M. Gobé: Bien, il n'y en a pas d'autre: il y a mon bâtiment à moi puis il y a l'antenne sur son toit. C'est un bâtiment.

M. Sauvageau (Luc): Non, c'est une construction sur un bâtiment.

M. Gobé: Donc, à ce moment-là...

M. Sauvageau (Luc): À ce moment-là, c'est l'ensemble des constructions... Dans ce cas-ci par exemple, où il y aurait un bâtiment érigé sur un terrain d'un organisme public, le bâtiment appartenant à un organisme privé...

M. Gobé: Un particulier.

M. Sauvageau (Luc): ...un particulier, une corporation, eh bien, la corporation va payer des taxes et sur la valeur du bâtiment et sur la valeur du terrain, à l'exception des constructions de téléphonie sans fil qui, elles, vont être regroupées sous une unité d'évaluation et faire l'objet d'une taxation auprès du propriétaire de ces constructions-là.

M. Gobé: O.K. Là maintenant, si je mets l'antenne... Je suis la compagnie de télécommunications, je construis un bâtiment dans lequel il y a des équipements de télécommunications; dessus, je mets une antenne, vous évaluez l'ensemble?

M. Sauvageau (Luc): Oui.

M. Gobé: Et là vous mettez le terrain?

M. Sauvageau (Luc): Aussi.

M. Gobé: O.K. Merci de votre explication. On a fini par simplifier ça.

Le Président (M. Vallières): Oh! Merci, M. Sauvageau.

M. Sirros: Juste avant que M. Sauvageau quitte, j'ai une question. La situation actuelle, qu'on perpétue finalement avec ce qu'on fait ici, ça devrait – et c'est ce que je veux vérifier, si c'est le cas – inciter les compagnies de télécommunications à chercher des terrains privés sur lesquels installer leurs équipements, dans le sens qu'elles n'auront pas à payer la partie de taxes qui provient du terrain parce que le propriétaire privé la paie. Est-ce que j'ai raison?

M. Sauvageau (Luc): Oui, effectivement, mais...

M. Sirros: Mais, j'imagine, il paie une location au propriétaire public aussi.

M. Sauvageau (Luc): Oui, mais, dans certains cas, c'est que c'est impossible de s'installer ailleurs que sur des organismes publics. Par exemple, je donne un exemple concret, à L'Étape, c'est toutes des terres de la couronne et il y a des tours installées partout sur les terres de la couronne...
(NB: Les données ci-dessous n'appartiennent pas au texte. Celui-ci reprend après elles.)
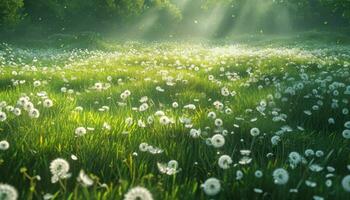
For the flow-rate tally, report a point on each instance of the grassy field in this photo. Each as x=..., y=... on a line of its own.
x=168, y=116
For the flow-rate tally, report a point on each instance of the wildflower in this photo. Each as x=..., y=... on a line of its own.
x=239, y=175
x=195, y=133
x=224, y=162
x=254, y=132
x=258, y=173
x=218, y=140
x=4, y=145
x=34, y=113
x=138, y=193
x=212, y=115
x=3, y=116
x=48, y=103
x=164, y=120
x=17, y=111
x=211, y=186
x=175, y=105
x=143, y=147
x=280, y=176
x=294, y=158
x=59, y=169
x=80, y=131
x=218, y=122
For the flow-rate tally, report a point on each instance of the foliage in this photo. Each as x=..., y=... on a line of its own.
x=10, y=12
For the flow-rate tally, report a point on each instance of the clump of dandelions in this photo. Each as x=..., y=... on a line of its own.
x=59, y=169
x=138, y=193
x=8, y=192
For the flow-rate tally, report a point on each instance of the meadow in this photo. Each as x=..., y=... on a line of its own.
x=259, y=119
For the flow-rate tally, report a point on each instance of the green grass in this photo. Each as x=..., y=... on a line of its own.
x=256, y=71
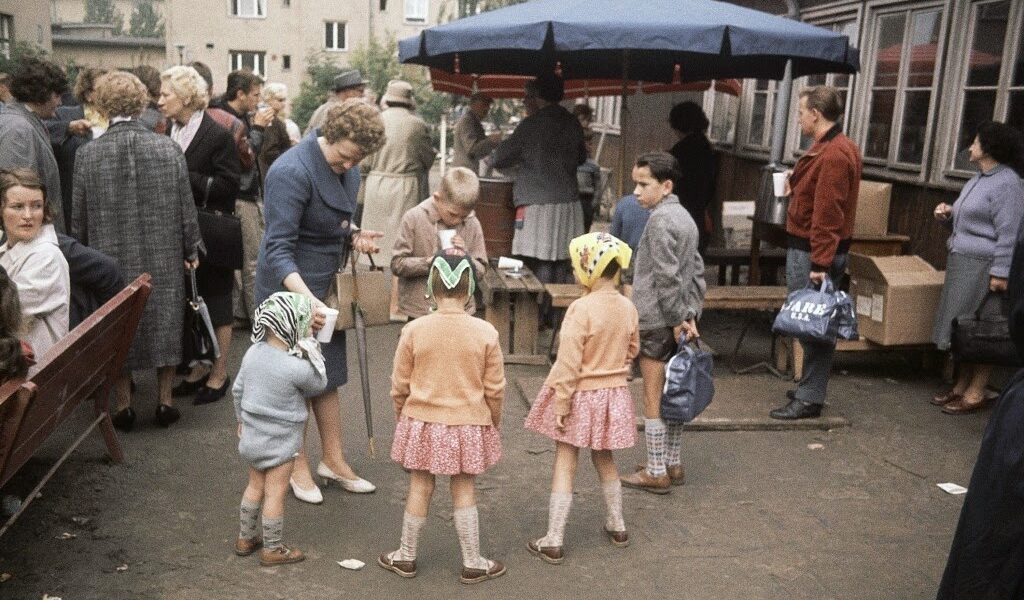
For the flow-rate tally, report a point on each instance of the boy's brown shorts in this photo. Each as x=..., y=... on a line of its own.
x=659, y=344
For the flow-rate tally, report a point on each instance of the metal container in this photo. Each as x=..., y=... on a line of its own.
x=497, y=215
x=770, y=208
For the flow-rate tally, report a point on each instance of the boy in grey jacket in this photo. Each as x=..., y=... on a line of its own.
x=668, y=291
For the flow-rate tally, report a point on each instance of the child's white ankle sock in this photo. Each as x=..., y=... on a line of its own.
x=411, y=525
x=558, y=513
x=613, y=501
x=654, y=433
x=248, y=519
x=467, y=523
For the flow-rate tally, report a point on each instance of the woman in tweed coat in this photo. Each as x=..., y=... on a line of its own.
x=133, y=202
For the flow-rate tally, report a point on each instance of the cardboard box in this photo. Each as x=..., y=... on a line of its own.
x=896, y=298
x=872, y=209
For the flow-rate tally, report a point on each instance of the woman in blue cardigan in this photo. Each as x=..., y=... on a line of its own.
x=308, y=205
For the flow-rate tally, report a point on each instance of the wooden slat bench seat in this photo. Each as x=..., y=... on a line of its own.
x=81, y=367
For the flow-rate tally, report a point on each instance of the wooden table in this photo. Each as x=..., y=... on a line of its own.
x=512, y=304
x=879, y=245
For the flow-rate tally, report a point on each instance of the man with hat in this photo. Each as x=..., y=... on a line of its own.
x=394, y=178
x=348, y=84
x=471, y=143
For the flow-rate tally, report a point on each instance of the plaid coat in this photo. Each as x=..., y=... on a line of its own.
x=132, y=201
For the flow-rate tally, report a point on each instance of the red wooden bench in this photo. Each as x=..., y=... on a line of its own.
x=82, y=367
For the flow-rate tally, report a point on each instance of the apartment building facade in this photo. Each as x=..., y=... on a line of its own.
x=274, y=38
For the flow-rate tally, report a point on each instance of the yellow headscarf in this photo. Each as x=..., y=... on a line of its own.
x=592, y=252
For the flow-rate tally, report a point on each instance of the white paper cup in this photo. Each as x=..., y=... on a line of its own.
x=778, y=180
x=509, y=263
x=445, y=236
x=327, y=332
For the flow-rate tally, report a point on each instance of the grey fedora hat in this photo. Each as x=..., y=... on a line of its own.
x=348, y=79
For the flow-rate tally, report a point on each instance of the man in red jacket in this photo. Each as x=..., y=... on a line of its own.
x=819, y=224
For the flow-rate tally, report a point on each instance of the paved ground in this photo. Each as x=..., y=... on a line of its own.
x=762, y=514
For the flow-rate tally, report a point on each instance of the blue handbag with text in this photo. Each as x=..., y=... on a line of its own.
x=688, y=384
x=810, y=314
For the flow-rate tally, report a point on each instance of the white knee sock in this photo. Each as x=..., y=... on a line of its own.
x=467, y=523
x=613, y=501
x=558, y=512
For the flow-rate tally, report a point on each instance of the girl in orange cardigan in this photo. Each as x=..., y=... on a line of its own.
x=585, y=401
x=448, y=385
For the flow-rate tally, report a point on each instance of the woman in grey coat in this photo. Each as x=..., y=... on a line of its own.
x=132, y=201
x=308, y=205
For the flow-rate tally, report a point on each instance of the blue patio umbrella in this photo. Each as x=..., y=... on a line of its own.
x=637, y=40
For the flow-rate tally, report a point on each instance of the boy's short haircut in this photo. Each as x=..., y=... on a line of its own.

M. Sirros: Quand ils n'ont pas le choix, ils n'ont pas le choix. Mais, s'ils ont le choix, normalement ils devraient chercher un terrain privé.

M. Sauvageau (Luc): Effectivement.

M. Sirros: O.K.

Le Président (M. Vallières): M. le député de Bertrand.

M. Cousineau: Oui, M. le Président. Je pense qu'après le vote on n'aura pas le temps de revenir ici. Est-ce qu'on...

Le Président (M. Vallières): J'en douterais fort.

M. Cousineau: ...va rappeler que...

Le Président (M. Vallières): Alors, ça veut dire que nous pourrions...

M. Gobé: J'aurais une couple de questions à poser encore mais, malheureusement, le temps étant passé...

Le Président (M. Vallières): ...à partir de maintenant, ajourner nos travaux, et ils le seront sine die.

Mme Harel: On a encore deux semaines.

M. Gobé: C'est correct, on se reprendra la prochaine fois, Mme la ministre.

Le Président (M. Vallières): La commission ajourne ses travaux sine die.